One of the things we hit on in Group therapy that very same week was that periods of physical illness, especially infection, can often be followed by periods of mania. I’m sure this is not true for all those with bipolar, especially as not all suffer manic periods, however it is certainly true for me. The two worst and most prolonged periods of mania I have ever suffered came immediately after I had severe infections, and had to be placed on multiple courses of antibiotics. Not being a chemist, I have no idea how antibiotics affect brain chemistry, or even if they could affect brain chemistry, but I think the point is not so much the drugs, as the body’s reaction to the infection. When we’re suffering from such an infection, we sleep a great deal as the body rights whatever is wrong. When we are depressed, it would also seem we sleep a great deal while the body rights whatever is wrong.
Several years ago, after a suicide attempt, I found myself talking to a hospital shrink. I do not have pleasant recollections about this man, beyond the fact that he was quite attractive and this annoyed me – we were well before the days of Grey’s Anatomy, and I did not yet realise that all doctors should be stunning. He told me several things: don’t fall asleep before 10pm; don’t stay in bed until after 10am; make sure you leave the house at least once a day; and oh yes, I never want to see you again.
Perhaps it was his derisive attitude, but the advice on sleep stuck, and since then I have always tried to be awake as much as possible, even when at my absolute worst, because I was convinced that sleeping would make me worse and activity would make me better.

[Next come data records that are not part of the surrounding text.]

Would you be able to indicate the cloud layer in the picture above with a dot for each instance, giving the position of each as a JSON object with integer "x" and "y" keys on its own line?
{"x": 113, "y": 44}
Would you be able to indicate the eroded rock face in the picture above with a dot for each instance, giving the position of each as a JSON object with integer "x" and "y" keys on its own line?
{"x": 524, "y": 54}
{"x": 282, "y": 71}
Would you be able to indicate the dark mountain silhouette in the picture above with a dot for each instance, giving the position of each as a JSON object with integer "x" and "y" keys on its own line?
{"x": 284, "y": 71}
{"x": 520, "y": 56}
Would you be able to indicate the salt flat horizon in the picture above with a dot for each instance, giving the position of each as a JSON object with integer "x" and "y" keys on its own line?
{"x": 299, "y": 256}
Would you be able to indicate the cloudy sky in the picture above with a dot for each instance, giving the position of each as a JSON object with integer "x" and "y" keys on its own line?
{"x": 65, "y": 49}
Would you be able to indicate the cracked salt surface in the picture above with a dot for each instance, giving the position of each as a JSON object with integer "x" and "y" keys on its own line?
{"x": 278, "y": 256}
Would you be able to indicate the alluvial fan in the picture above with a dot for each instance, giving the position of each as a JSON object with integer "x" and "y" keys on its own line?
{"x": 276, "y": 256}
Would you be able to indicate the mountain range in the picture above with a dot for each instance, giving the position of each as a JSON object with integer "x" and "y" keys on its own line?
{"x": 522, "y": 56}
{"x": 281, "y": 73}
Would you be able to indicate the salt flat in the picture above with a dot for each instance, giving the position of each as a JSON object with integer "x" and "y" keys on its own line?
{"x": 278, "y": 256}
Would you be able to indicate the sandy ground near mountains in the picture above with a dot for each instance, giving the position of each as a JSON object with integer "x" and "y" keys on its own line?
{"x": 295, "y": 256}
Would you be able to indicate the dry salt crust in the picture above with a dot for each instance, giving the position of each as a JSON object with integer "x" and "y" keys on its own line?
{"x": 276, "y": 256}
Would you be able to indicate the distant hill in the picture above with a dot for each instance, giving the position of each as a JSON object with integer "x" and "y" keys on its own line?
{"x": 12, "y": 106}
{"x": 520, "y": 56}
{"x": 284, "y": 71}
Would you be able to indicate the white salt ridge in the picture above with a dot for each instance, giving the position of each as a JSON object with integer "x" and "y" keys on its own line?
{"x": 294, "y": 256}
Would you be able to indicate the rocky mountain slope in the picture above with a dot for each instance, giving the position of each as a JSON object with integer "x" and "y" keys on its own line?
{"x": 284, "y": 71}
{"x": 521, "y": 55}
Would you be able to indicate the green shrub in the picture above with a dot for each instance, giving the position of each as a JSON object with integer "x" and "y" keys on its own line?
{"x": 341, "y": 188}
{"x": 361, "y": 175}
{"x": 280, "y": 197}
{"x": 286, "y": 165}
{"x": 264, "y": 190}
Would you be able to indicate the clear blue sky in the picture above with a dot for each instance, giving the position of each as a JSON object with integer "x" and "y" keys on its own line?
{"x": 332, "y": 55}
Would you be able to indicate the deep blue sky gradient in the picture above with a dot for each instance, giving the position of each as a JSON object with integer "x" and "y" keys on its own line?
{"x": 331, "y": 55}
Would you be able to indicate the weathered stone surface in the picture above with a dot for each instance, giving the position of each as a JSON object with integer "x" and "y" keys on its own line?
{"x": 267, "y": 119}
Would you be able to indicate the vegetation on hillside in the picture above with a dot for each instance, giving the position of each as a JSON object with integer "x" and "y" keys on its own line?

I have since reassessed this conclusion and deduced that – at certain times – the reverse is actually the case. There is a danger, when you have been depressed and needed sleep for a very long time, to continue to sleep a lot and do very little after the point you’ve come out of the depression. This is what I refer to as wallowing, and I have no truck with it.
It’s a waste of the precious days when you don’t feel like crap.
I’m not talking about that now though. Now I’m talking about those times when you feel perfectly fine, until suddenly you’re utterly overcome by exhaustion. You think you should force yourself to stay awake, and you do, pushing yourself further and further into exhaustion and lowering your mood further and further until you slip once more into depression.
I wonder, if you had just fallen asleep when your body told you to, and slept it off, might you have avoided that particular period of depression? Might you have, at the very least, lessened it?
Don’t fight the Sand Man; he is your friend.